Menetapkan hukum bukan berdasarkan al-Quran dan al-Hadis, melainkan dari wakil rakyat, yang dikenal dengan jargon, “kedaulatan di tangan rakyat”, merupakan bagian dari sistem demokrasi sekular ala Barat. Dalam sistem semacam ini, syariat Islam hanya menjadi salah satu pilihan (option) yang bisa diambil dan bisa juga tidak, bergantung pada kesepakatan atau bahkan kepada pihak yang memiliki suara terbanyak. Padahal semestinya, syariat Islam menjadi kewajiban (obligation); ia merupakan satu-satunya (bukan salah satu) pilihan dalam menetapkan hukum.
Karena itu, dalam sistem politik Islam, syariat sebagai hukum dengan wahyu sebagai sumbernya adalah menentukan apa yang baik dan apa yang buruk. Yang baik adalah apa yang dinyatakan baik oleh syariat dan yang buruk adalah apa yang dinyatakan buruk oleh syariat. Dalam sistem politik demokrasi sekular, (wakil) rakyat sebagai penetap hukum dianggap mampu menetapkan apa yang dianggap baik dan yang dianggap buruk. Padahal kenyataannya, banyak sekali yang disangka baik padahal buruk dan yang disangka buruk padahal baik.
Begitu juga pemberian mandat atau kepercayaan kepada pemerintahan sekular yang tidak berhukum dengan apa yang diturunkan Allah, memilih kepala negara; memberikan pengesahan terhadap berbagai kesepakatan, rancangan undang-undang, dan berbagai perjanjian, merupakan perbuatan yang termasuk kategori memberikan wasilah kepada yang haram.
Berdasarkan hal tersebut, aktivitas menetapkan hukum atau undang-undang yang bukan berasal dari syariat Islam atau memilih pemimpin untuk melaksanakan hukum sekular tidaklah dibolehkan. Karena itu, akad wakalah untuk melakukan aktivitas-aktivitas tersebut juga tidak dibolehkan. Sebab, ada rukun wakalah yang tidak sah menurut syariat Islam, yakni adanya perbuatan yang melanggar syariat berupa ijab qabul untuk menerapkan sistem sekular. Allah Swt. lebih menegaskan hal ini dalam surat al-Maidah[5] ayat 44, 45 dan 47.

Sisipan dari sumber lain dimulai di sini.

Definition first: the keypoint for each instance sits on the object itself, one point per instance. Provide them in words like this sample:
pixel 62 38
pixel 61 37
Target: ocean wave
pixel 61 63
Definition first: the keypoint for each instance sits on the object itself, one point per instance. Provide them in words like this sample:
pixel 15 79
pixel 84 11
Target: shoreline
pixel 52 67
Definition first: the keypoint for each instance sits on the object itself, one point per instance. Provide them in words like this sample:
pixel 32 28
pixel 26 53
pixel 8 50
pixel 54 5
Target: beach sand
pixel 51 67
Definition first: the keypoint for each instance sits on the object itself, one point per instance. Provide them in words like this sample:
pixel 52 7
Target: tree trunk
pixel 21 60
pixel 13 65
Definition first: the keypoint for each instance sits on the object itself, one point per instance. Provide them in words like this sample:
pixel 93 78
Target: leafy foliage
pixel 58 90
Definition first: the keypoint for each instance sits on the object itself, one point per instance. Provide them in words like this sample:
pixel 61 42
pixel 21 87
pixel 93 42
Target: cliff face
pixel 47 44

Berbeda dengan fungsi legislasi, fungsi pengawasan dari parlemen berupa koreksi dan kritik (muhasabah) terhadap pemerintah dan para penguasa diwajibkan secara syar’i. Dalam syariat Islam ini, hal itu disebut dengan amar makruf nahi mungkar, yang wajib dilakukan oleh setiap Muslim, apalagi oleh para wakil rakyat. Oleh karena itu, pencalonan sekadar dalam rangka melaksanakan fungsi pengawasan termasuk perkara yang dibolehkan. Hanya saja pencalonan tersebut terikat dengan syarat-syarat syar’i, bukan dibolehkan secara mutlak. Syarat-syarat tersebut adalah:
1. Calon wakil rakyat harus menyuarakan secara terbuka keinginannya menegakkan sistem Islam, penentangannya terhadap sistem sekular, serta keinginannya mengganti sistem tersebut dengan sistem Islam. Dengan kata lain, calon wakil rakyat itu memanfaatkan parlemen sebagai mimbar (sarana) untuk mendakwahkan Islam.
2. Dalam kampanye, calon wakil rakyat itu menyampaikan pemikiran dan program-program yang hendak dilaksanakan bersumber dari syariat Islam.
3. Dia tidak menjadi calon partai sekular.
4. Tidak menempuh cara haram seperti penipuan, pemalsuan, dan penyuapan, serta tidak bersekutu dengan orang sekular.
5. Secara konsisten melaksanakan butir-butir di atas.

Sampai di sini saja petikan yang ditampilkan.